For each of us, the journey to making friends with our guilt & shame will be different. But I hope we don’t turn to either papering over it, or being convinced it’s the only thing about us that matters. There’s a lot of room in between, and that room is where an accountable, truthful, generous life is to be found.

Can a curated life be whole?

Yesterday actress Blake Lively’s new lifestyle magazine/store Preserve opened, to some (admittedly sarcastic) fanfare. I have no beef with the site – it seems pretty, and store-wise I’m not really the target audience so I have no business commenting on the products.

But I’ve been struck by a phrase Lively has been using to promote the site. She says that it will help readers live “a curated life.”

Curation is the watchword of a lot of social media and a lot of post-modern life generally. It means, basically, to select carefully and present with a thought to the total collection and its reception by others. It’s something I find myself unconsciously doing almost every time I pin, tweet, or post something. What would someone who scrolled through my profile think of me? What does this Home board say about who I am, what my taste is, what kind of life I want to lead/am leading?

Initially only relevant to galleries and museums, curation is now a concept that subtly drives a lot of our self-presentation online and off. In my line of work there’s even a pretty good book called Curating Worship, about thinking of worship as curated experiences rather than rituals or habits.

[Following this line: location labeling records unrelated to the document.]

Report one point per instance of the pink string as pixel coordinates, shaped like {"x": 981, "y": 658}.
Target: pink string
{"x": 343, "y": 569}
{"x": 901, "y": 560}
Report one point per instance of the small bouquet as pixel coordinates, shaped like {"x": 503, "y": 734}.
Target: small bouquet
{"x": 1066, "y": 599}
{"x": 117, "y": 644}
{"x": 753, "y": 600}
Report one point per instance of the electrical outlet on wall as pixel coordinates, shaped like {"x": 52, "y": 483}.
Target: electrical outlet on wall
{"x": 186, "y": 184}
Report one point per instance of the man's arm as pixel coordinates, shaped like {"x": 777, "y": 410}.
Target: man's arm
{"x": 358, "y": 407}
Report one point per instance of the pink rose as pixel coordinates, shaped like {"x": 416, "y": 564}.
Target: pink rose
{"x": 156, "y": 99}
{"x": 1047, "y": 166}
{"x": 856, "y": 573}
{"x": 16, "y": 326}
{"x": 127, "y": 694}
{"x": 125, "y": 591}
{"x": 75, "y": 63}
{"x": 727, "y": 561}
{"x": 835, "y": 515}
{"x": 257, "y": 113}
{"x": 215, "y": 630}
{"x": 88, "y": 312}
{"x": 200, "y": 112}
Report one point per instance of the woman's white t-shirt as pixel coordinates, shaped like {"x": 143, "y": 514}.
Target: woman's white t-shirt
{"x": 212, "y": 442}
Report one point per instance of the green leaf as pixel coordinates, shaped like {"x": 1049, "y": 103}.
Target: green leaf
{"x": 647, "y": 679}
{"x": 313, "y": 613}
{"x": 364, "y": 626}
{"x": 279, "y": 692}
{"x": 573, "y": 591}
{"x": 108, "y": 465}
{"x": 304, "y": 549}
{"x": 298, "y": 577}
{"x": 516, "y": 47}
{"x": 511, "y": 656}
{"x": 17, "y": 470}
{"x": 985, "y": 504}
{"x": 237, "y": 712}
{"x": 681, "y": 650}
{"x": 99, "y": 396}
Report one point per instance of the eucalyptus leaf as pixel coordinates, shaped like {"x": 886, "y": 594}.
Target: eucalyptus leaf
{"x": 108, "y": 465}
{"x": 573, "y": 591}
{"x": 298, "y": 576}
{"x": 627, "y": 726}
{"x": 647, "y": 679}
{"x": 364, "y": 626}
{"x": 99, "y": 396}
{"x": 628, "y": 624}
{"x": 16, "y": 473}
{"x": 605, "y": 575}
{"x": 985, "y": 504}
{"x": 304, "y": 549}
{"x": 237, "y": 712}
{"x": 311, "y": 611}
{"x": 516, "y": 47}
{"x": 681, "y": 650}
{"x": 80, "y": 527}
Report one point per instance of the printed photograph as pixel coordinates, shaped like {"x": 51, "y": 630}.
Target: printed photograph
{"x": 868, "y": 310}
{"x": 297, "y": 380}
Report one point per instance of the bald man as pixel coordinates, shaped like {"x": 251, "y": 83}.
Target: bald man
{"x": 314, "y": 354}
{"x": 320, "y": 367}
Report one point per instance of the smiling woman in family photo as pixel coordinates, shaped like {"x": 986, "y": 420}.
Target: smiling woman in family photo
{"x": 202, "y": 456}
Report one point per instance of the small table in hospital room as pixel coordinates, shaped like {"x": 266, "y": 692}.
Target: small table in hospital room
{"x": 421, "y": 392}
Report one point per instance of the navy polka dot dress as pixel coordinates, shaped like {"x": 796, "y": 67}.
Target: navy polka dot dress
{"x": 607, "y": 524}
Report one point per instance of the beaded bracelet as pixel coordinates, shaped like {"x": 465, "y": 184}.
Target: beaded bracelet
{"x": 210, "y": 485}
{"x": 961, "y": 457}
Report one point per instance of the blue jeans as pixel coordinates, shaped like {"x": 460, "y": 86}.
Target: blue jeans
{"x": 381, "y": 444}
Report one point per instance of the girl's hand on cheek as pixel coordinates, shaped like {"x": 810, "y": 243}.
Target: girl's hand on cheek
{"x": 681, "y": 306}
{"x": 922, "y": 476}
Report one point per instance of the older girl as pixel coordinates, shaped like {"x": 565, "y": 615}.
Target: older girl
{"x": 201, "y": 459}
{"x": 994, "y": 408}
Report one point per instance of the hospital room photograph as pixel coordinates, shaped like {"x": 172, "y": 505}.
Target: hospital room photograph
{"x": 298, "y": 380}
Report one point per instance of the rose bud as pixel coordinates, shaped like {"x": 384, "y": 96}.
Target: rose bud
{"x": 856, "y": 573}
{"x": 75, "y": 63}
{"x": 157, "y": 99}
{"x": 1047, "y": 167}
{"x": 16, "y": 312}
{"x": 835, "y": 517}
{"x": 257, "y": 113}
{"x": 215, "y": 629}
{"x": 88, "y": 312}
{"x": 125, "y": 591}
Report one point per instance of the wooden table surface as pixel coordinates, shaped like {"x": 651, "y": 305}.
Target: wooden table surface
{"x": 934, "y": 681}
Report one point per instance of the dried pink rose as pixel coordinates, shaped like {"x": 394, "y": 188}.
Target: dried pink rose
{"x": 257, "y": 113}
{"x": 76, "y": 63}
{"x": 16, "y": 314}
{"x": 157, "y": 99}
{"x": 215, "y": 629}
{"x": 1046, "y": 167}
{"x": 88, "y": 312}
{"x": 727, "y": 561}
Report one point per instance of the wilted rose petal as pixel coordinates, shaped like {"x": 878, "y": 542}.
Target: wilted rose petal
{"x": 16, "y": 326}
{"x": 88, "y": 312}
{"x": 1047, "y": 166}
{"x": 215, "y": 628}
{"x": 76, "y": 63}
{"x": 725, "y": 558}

But the beauty and careful discernment that can come from curation present their own dangers for a fulfilling or spiritual life. At this point it’s a cliche to acknowledge that facebook is a pretty poor representation of ‘real’ life, leaving out many of the moments of failure, frustration, and boredom that actually characterize the everyday. No one instagrams their frozen meals, or pins the very sensible iron they have to save for on a tight budget. So when we look at others, we see only the good stuff, and tend to think the worse of our own petty and mixed lives.

But it’s not just the bad or the dull that we miss when we lead curated existences. It’s the surprising. A curated life or presence leaves no room for the shock and the beauty that come from completely outside of us, from the things that we would never think to choose, from the events that mess up every neat narrative we’ve written for ourselves but manage to make living the story we’re stuck with that much more enriching.

So here’s what I think. Do you want to feel whole? Then yes, embrace the vulnerability of posting your Pinterest fails and honestly expressing your darkness and doubts. But also make sure to invite surprises into your life. Force yourself to go to new places, sit with an object you initially had a distaste for, talk to a person who seems at odds with your values.

It is rarely the things we choose that have the most to teach us about what life is. To learn who we are we have to first learn the world as it is – bursting at the seems with un-understandable, un-curated, un-capturable chaos. In the midst of that chaos we find the most beautiful order – not any order we can curate but the order of creation, which will always disrupt whatever we seek to impose upon it.